更新:我发现了一些可能有用的东西,但我仍然有一点麻烦,不知道如何实现它。如果我尝试像这样映射get_data,我不确定如何将每次调用的结果分配给各自的变量。
parameters = [
[service, profile_id, '30daysAgo', 'ga:browser', 'sessions::condition::ga:deviceCategory==desktop'],
[service, profile_id, '60daysAgo', 'ga:browser', 'sessions::condition::ga:deviceCategory==desktop'],
...
[service, profile_id, '90daysAgo', 'ga:browser,ga:browserVersion', 'sessions::condition::ga:deviceCategory==mobile']
]
with ThreadPoolExecutor(max_workers=4) as executor:
executor.map(get_data, parameters)
我正在编写一个Python应用程序(使用Google分析API),该应用程序允许用户获得关于过去30天、60天和90天内用于访问给定站点的十大桌面浏览器、按版本划分的桌面浏览器、移动浏览器和移动操作系统的报告。到目前为止,一切似乎都很正常。
然而,性能到处都是。

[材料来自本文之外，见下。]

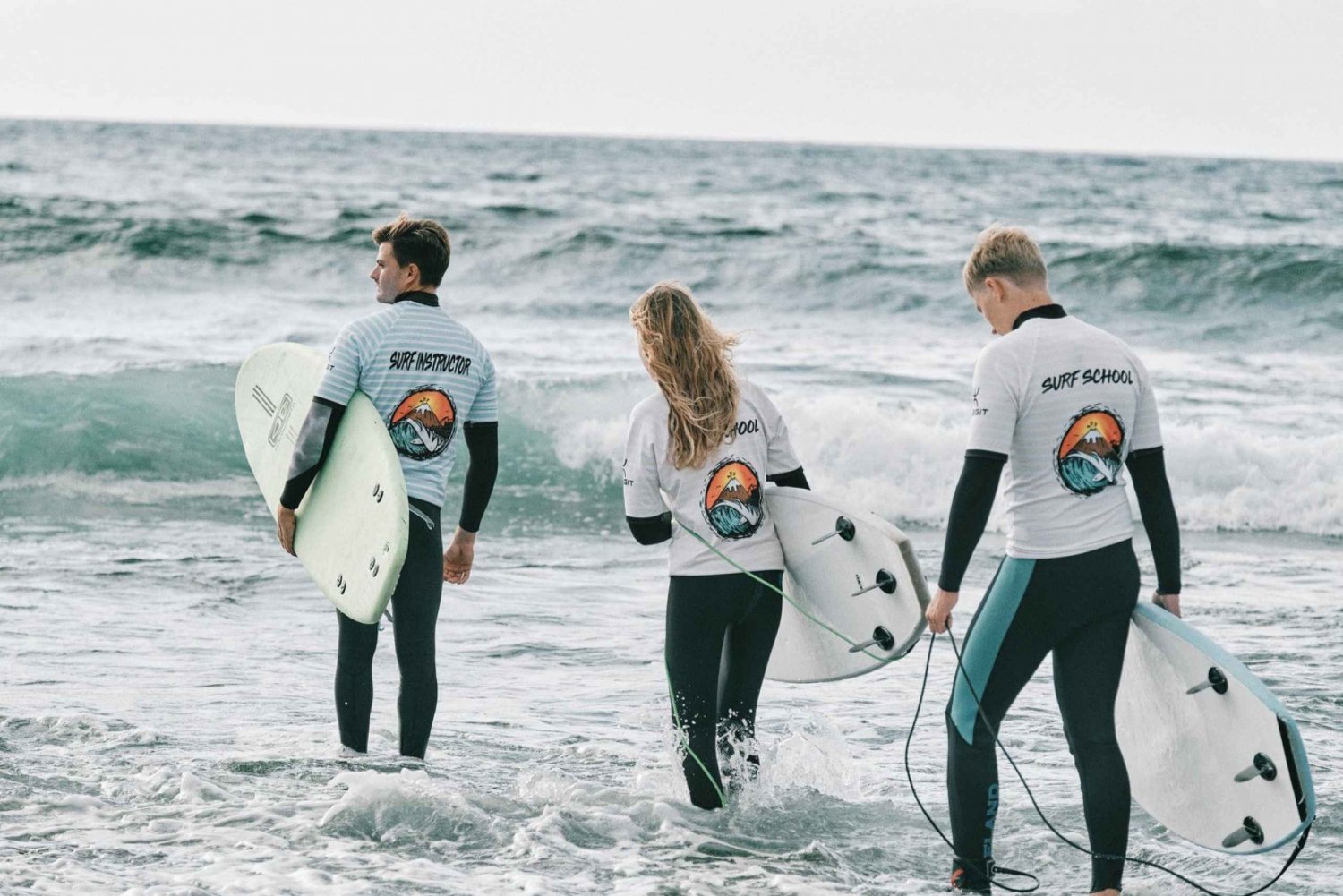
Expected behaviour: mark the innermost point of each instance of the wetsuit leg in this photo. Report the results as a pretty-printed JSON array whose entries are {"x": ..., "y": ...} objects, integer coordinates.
[
  {"x": 415, "y": 606},
  {"x": 1087, "y": 670},
  {"x": 355, "y": 680},
  {"x": 746, "y": 654},
  {"x": 700, "y": 609},
  {"x": 1079, "y": 608},
  {"x": 1005, "y": 644}
]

总共有12个API请求——4组数据中每组3个。有时应用程序需要大约10秒才能运行,有时则需要一分钟以上。这似乎完全取决于API如何响应。所以我的问题是:有没有办法可以将这些请求组合起来,或者将它们排列成可以并发执行的方式?
我试着寻找整合请求的方法,这样我可能只需要对每组数据做一个请求,这些请求将返回30天、60天和90天的信息,但我没能找到任何东西。至于让请求并发,我只是不太确定如何去做这样的事情。我能找到的最接近的东西是这个问题/答案,但我不太明白关于批处理的答案。
相关代码如下:
def get_data(service, profile_id, days, dimensions, segment):
return service.data().ga().get(
ids='ga:' + profile_id,
start_date=days,
end_date='today',
metrics='ga:sessions',
dimensions=dimensions,
sort='-ga:sessions',
segment=segment,
max_results=10).execute()
def get_results(service, profile_id):
global glob_startdate
global glob_months
# get top 10 desktop browsers
print("Getting top 10 desktop browsers...")
data_1a = get_data(service, profile_id, '30daysAgo', 'ga:browser', 'sessions::condition::ga:deviceCategory==desktop')
data_1b = get_data(service, profile_id, '60daysAgo', 'ga:browser', 'sessions::condition::ga:deviceCategory==desktop')
data_1c = get_data(service, profile_id, '90daysAgo', 'ga:browser', 'sessions::condition::ga:deviceCategory==desktop')
data1 = [data_1a, data_1b, data_1c]
# get top 10 desktop browser versions
print("Getting top 10 desktop browser versions...")
data_2a = get_data(service, profile_id, '30daysAgo', 'ga:browser,ga:browserVersion', 'sessions::condition::ga:deviceCategory==desktop')
data_2b = get_data(service, profile_id, '60daysAgo', 'ga:browser,ga:browserVersion', 'sessions::condition::ga:deviceCategory==desktop')
data_2c = get_data(service, profile_id, '90daysAgo', 'ga:browser,ga:browserVersion', 'sessions::condition::ga:deviceCategory==desktop')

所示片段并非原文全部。